Acting on Cobblepot’s suggestion, Frankie leads a couple thugs to take out Nikolai and his crew. Believing this is his chance, Frankie wants to kill Cobblepot but the off-kilter Penguin has already made his own plans. “When you know what a man wants, you know what can kill him,” he prophesizes to Frankie. The latter’s weakness is his greed and “you don’t pay your people enough.” Cobblepot’s already bought Frankie’s men who seize their former boss so Penguin can gut him like a fish. “Love, Mr. Carbone,” he says to the dying man, “love conquers all.” The act of losing two of their most loyal men force Falcone and Maroni to meet. The agree to a détente. Falcone offers Cobblepot to Maroni, free and clear while, after Cobblepot’s suggestion, Maroni gives Indian Hill (part of Arkham) to Falcone.

So much going on with the bad guys we nearly forget about Gordon and his crusade. When we do get back to the golden boy, he gets a surprise when Bullock (and his “Duchess of Devonshire”) comes knocking at his door. “I’ll back your play,” the inebriated detective promises, even after Gordon lays out the insanity of it all; arresting the baddies for the framing of Mario Pepper. They start with the mayor before moving to Falcone. The Don is confident and also has his own ace in the hole; Barbara. Despite seeing her out of the city, Barbara returned to beg Falcone for Gordon’s life. At first it seems to be a ploy but Gordon doesn’t take the chance. It wasn’t a ruse after all and as the two detectives await the mercy of Falcone, they are surprised to find themselves released by the Don, but not before Falcone reiterates his earlier point to Gordon of anarchy being the true enemy of Gotham. “Perhaps there’s hope for you,” he mutters before sending the trio on their way. But it wasn’t out of the kindness of his heart. When the dust settles, Falcone pays a visit outside with none other than Oswald Cobblepot. They’ve been working together since the beginning, Cobblepot promising to be the greatest of Falcone’s snitches. It’s worked all the way through but Falcone doesn’t know if letting Gordon live was the right thing. “Don’t worry,” Cobblepot tells him, “he’ll see the light. One way or another, I guarantee it.”

The Sweet Spot

It often takes the better part of the first year for a new show to creatively hit its stride. The first six weeks into ‘Gotham’ has been an up and down of good acting but subpar storylines. The only constants have been the dynamic between Gordon and Bullock and Robin Lord Taylor’s amazing performance as Oswald Cobblepot. Enter “Penguin’s Umbrella.” Not only do we get our hero put into peril in which we fear for his safety but we’re introduced to another creepy villain and are given insight into a behind-the-scenes plan that raises the bar and will power ‘Gotham’ throughout its freshman season.
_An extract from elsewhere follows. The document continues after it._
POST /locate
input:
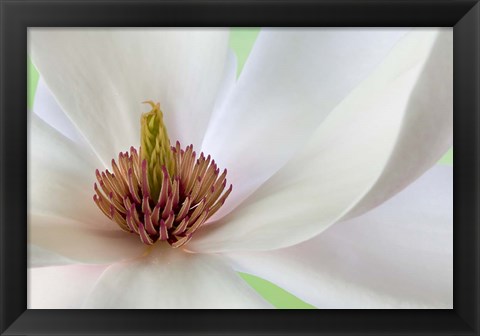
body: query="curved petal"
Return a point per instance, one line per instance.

  • Victor Zsasz: known in Batman lore for his insanity and the unique way he keeps track of his victims, his introduction magnifies the brutality of this fair city. Anthony Carrigan’s initial appearance as the madman is brilliant. He portrays a man that barely holds onto the constraints of his own sanity but delivers it in a fun and almost carefree manor. Maintaining Zsasz in the background, the attack dog even the owner’s not sure he can fully control, will only add to his appeal as things continue to develop.
  • Speaking of develop, I’d always thought Cobblepot was underrated but didn’t realize how much until we get a glimpse into the past and his deal with Falcone. The whole time, the sniveling coward (according to Fish) has been the one pulling the strings with everyone, including Falcone, dancing to his tune. His charisma and unassuming nature hides a viper whose cunning is not given its due.
  • I’ve been vocal about my beliefs that too much Bruce Wayne is a bad thing as far as ‘Gotham’ goes. Though he’s in only one scene, it makes up for much of the overt reminders of the Dark Knight he eventually becomes. As mentioned above, we’re given the first reminder since the premiere that, despite everything he does, Bruce Wayne is still a child, grossly unprepared to live and breathe in an adult world. Clinging to Gordon as if it were his lifeline was the best thing the writers could have done for his character.